27th November 2015
Forget bright young things, ‘oldpreneurs’ are using their pensions to start up new businesses.
In a report by Clifton Asset Management and pensionledfunding.com, it is predicted that £400 million of pension funds will be taken to help new business owners over the age of 50 to get their business started.
Funding business ventures through pensions has been made possible by the introduction of pension freedom, that lets over-55s access cash lump sums from their defined contribution pension pot.
A Nesta report also found that pension-led funding was worth £25 million last year and that two-thirds of small and medium-sized businesses using this funding model reported increased profits and half employed more people. The average sum raised through pension-led funding in 2014 was £70,527.
Adam Tavener, chairman of Clifton Asset Management and pensionledfunding.com, said: ‘We have seen a marked rise in entrepreneurs aged over 50 looking to use their pensions to either start a business, or fund an established enterprise.
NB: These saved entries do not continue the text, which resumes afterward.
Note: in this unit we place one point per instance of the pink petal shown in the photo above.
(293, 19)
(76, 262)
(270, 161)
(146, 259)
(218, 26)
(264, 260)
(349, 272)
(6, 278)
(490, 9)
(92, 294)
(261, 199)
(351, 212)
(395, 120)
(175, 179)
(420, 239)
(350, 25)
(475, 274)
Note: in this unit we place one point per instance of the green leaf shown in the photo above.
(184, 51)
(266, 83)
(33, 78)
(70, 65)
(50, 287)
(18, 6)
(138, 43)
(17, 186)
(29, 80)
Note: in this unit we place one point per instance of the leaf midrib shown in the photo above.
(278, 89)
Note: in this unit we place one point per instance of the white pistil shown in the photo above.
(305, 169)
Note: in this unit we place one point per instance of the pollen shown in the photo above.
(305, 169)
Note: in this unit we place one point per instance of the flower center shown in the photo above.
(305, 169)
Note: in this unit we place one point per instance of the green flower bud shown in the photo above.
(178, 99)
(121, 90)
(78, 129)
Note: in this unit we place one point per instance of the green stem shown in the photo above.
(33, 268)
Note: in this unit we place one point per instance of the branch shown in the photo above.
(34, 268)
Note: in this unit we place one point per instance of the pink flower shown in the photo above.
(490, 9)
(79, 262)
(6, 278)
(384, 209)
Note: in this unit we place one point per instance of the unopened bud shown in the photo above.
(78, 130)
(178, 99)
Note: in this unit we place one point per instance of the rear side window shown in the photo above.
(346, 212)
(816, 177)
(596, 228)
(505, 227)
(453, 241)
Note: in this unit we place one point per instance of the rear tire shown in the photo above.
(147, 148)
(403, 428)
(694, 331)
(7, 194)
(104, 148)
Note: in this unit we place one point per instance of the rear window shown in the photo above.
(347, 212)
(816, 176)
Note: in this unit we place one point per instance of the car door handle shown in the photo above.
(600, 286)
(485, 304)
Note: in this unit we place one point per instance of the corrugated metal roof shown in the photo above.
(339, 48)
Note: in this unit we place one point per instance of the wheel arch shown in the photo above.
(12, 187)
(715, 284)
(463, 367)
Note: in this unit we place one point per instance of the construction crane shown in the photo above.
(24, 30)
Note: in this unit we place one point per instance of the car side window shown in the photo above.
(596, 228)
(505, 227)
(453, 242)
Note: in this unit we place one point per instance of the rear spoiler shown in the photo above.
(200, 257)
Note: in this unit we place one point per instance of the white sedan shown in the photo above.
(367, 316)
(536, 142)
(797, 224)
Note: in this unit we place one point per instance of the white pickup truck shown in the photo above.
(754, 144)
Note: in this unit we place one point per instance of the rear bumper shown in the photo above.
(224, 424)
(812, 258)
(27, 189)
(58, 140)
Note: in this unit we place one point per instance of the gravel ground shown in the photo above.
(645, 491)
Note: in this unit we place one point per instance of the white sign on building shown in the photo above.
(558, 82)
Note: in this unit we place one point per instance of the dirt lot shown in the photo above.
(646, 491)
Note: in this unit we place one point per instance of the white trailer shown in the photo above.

‘Providing funding to these experienced individuals, who have the energy and enthusiasm to start and run a business, is vitally important to the growth of the UK economy. Research has shown that if the employment rate of 50-to-64 year olds matched that of the 35-to-49 age group, the UK economy could be boosted by £88 billion.’
Over half of all start-ups fail in the first five years but 70% of businesses started by those aged over 50 survive for at least five years – compared with just 28% of those started by younger people.